Gleaned from a comment by Gooserock in DarkSyde's diary about the , YearlyKos book.
It stood out like a beacon in the swirling anger and hatred of the Evil Ones who hold our Kingdom in thrall, because it repeated, at the right time and place, Shakespeare's words,
"The fault, dear Brutus, is not in our stars, But in ourselves, that we are underlings."
--From Julius Caesar (I, ii, 140-141)
When we impute motive to others, as DarkSyde is doing in his rant about the Evil Ones holding our government in thrall, it's really easy to get all thrilled about the approval of our cohort. We can start turning phrases that energize the masses through their emotions, and lose the rational understanding in the heat of exhortation.
The Evil Ones aren't evil. I have a suspicion that DarkSyde doesn't believe in Evil, and I heartily applaud Gooserock calling "Halt!" to the slide down the slippery slope of rallying the troops.
It's easy to become Them while trying to pry Them from their stranglehold on our government, and thus our lives.
The battle raging in the progressive ranks about our relation to religion is not about Christ, or Mohammed, or even Tom Cruise. It's about the method of belief in things -- whether we are going to hold on to our reason while we are rallying our troops, or whether we are going to become Them in our need to successfully control Them.
Yes, the oligarchs have taken too much power, and yes, they are foolishly stinging us as we carry them across the river, and no, they don't look far enough, in their passion to power, to realize that we all drown.
But progressives can't cheat, or there is no point to this effort, on DailyKos, or anywhere else. It has been shown many times that becoming fools to fight fools makes us fools.

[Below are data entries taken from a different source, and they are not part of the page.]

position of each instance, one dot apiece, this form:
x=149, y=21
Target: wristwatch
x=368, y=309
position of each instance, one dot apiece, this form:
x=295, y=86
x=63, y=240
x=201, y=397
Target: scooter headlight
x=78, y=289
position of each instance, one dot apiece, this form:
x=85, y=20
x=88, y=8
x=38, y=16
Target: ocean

This is the lesson of revolutions. If we don't hold it as a banner, we'll fall for hatred and expedient battle cries that will snatch victory from our grasp, like tornadoes.
Here's a better path to think along in the search for effective strategies to rally the troops. It may be too complicated now, but "Let's all hate the Evil Other!" is far too simple. Let's work together to make a sane rallying cry, not just a mirror image of irrationality and self-destruction.
"The purpose of government is to restore the operation of Tit for Tat when that Great Game fails."
I'd really like the discussion to form around the understanding of reciprocal altruism and government's role in stabilizing it through legislation by democratic means, assuming, as Gooserock seems to above, that the voters are informed.
That's our function, to restore altruism by informing voters. NOT to inflame voters further. We don't need to appeal to peoples' fears and insecurity, however convenient that may seem. It's the road to the DarkSyde.